Quand l’ordinateur quantique n’existe pas, quand les calculateurs quantiques font régulièrement l’objet d’effets d’annonce de la part de ceux qui les financent, la cryptographie post-quantique, elle, existe bel et bien, et désigne les algorithmes cryptographiques qui seront capables de résister à la puissance de calcul de ces futurs ordinateurs.
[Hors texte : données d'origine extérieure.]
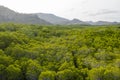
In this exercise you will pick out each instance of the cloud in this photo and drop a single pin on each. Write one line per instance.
(103, 12)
Si nos ordinateurs contemporains fonctionnent avec des bits, 0 et 1, les ordinateurs quantiques (voir La rem n°53, p.74), remplacent les bits par des qbits dont l’une des propriétés, issues des principes de la physique quantique, est de pouvoir représenter 0 et 1 en même temps, en « superposition ». La puissance de calcul qui découle de ces nouvelles lois de la physique bouleverse en profondeur les fondements de la cryptographie dite « classique », qui repose sur la difficulté des ordinateurs actuels à réaliser certains calculs. Utilisée jusqu’à présent, la cryptographie asymétrique, ou à clef publique, est basée sur des problèmes mathématiques de factorisation d’entiers ou du logarithme discret, afin d’établir un canal chiffré entre deux parties pour s’authentifier, ou encore signer électroniquement. Prenons l’exemple de la factorisation d’entiers. En octobre 1977, les lecteurs du magazine Pour la Science furent mis au défi de répondre à cette question : « le nombre 114 381 625 757 888 867 669 235 779 976 146 612 010 218 296 721 242 362 562 561 842 935 706 935 245 733 897 830 597 123 563 958 705 058 989 075 147 599 290 026 879 543 541 est le produit de deux nombres premiers ; lesquels ? » Avec un ordinateur classique, il est très difficile de factoriser les grands nombres entiers et c’est le fondement même de la cryptographie asymétrique que de reposer sur cette difficulté. Le chiffrement RSA, décrit en 1977 par Ronald Rivest, Adi Shamir et Leonard Adleman, est un algorithme de cryptographie asymétrique qui sert aujourd’hui à sécuriser les transactions bancaires, les transactions de commerce électronique ou encore l’échange de données confidentielles via internet. Cet algorithme utilise une paire de clés (des nombres entiers) composée d’une clé publique pour chiffrer, et d’une clé privée pour déchiffrer des données confidentielles. Or, si ce calcul résiste à la puissance des ordinateurs classiques, ce ne sera plus le cas avec un ordinateur quantique.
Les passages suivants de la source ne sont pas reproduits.